In “Pickman’s Model”, author H. P. Lovecraft praises Doré:

“You know, it takes profound art and profound insight into Nature to turn out stuff like Pickman’s. Any magazine-cover hack can splash paint around wildly and call it a nightmare or a Witches’ Sabbath or a portrait of the devil, but only a great painter can make such a thing really scare or ring true.
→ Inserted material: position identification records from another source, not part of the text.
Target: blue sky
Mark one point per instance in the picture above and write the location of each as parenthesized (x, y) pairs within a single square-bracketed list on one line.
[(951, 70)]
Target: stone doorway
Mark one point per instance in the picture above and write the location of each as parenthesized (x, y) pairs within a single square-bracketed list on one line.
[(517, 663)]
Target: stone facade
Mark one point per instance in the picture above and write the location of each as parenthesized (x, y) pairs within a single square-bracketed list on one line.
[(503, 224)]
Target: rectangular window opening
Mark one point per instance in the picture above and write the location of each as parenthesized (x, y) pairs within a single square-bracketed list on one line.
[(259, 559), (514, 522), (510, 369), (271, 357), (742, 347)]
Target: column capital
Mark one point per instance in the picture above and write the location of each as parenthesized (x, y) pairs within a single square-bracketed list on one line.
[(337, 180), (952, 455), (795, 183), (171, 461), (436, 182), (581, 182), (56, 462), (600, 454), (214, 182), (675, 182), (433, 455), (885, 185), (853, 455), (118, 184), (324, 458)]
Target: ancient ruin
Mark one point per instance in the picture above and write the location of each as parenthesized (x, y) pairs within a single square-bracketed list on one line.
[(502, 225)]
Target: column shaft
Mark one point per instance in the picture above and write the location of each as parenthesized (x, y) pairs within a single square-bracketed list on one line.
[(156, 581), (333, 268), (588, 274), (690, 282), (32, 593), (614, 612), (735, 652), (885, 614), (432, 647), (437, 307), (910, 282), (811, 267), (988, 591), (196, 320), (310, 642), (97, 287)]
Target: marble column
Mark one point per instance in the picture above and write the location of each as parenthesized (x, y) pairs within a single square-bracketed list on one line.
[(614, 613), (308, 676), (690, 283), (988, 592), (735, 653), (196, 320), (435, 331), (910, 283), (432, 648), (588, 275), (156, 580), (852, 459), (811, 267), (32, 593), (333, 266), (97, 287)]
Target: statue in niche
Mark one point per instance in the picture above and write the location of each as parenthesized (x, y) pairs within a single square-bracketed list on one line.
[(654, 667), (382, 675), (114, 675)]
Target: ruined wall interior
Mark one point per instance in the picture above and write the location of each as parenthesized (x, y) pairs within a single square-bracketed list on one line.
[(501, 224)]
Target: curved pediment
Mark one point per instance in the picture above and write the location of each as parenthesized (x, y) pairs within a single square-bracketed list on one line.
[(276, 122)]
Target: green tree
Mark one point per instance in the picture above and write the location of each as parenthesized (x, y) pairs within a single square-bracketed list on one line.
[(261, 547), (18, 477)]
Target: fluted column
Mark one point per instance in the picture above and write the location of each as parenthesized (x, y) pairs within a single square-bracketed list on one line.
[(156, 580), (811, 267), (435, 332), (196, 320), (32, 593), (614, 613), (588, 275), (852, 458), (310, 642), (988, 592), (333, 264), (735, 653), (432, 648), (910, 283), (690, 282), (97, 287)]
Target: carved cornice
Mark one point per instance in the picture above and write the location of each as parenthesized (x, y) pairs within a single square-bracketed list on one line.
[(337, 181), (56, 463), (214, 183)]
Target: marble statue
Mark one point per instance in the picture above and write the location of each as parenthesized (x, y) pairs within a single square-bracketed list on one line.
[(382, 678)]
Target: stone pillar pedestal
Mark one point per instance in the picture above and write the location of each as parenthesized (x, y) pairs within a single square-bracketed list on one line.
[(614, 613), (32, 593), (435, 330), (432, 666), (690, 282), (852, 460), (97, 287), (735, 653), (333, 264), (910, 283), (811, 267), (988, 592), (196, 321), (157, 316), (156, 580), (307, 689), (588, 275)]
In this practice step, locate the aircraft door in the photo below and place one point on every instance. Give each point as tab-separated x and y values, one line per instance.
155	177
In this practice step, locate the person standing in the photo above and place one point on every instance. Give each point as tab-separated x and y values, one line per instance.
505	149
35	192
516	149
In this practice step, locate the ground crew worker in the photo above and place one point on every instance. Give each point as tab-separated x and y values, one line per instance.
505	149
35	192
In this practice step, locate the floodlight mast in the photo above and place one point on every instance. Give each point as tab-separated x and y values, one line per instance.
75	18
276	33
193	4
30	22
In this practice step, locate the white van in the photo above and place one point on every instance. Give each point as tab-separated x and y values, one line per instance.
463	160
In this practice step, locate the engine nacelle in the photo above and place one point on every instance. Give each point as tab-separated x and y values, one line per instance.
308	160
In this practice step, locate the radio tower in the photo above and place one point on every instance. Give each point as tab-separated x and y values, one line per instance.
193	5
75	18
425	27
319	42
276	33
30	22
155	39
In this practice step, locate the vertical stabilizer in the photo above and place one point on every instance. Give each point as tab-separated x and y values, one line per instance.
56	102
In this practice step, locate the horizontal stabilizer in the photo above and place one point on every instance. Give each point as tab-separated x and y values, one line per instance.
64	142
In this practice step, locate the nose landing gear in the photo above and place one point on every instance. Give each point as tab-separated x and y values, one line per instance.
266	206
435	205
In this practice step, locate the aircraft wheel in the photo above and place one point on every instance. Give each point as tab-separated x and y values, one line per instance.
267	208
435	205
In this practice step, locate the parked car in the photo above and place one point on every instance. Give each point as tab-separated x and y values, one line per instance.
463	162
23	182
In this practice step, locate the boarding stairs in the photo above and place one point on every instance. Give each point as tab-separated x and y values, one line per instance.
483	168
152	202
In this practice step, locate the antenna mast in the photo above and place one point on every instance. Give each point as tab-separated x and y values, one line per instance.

That’s because only a real artist knows the actual anatomy of the terrible or the physiology of fear—the exact sort of lines and proportions that connect up with latent instincts or hereditary memories of fright, and the proper colour contrasts and lighting effects to stir the dormant sense of strangeness. I don’t have to tell you why a Fuseli really brings a shiver while a cheap ghost-story frontispiece merely makes us laugh. There’s something those fellows catch—beyond life—that they’re able to make us catch for a second. Doré had it. Sime has it. Angarola of Chicago has it. And Pickman had it as no man ever had it before or—I hope to Heaven—ever will again.”

You could say that Lovecraft was just using the name for effect, but in a letter to Rheinhart Kleiner, 16 November 1916, he says:

“I began to have nightmares of the most hideous description, peopled with things which I called night-gaunts—a compound word of my own coinage. I used to draw them after waking (perhaps the idea of these figures came from an edition de luxe of Paradise Lost with illustrations by Doré, which I discovered one day in the east parlour).”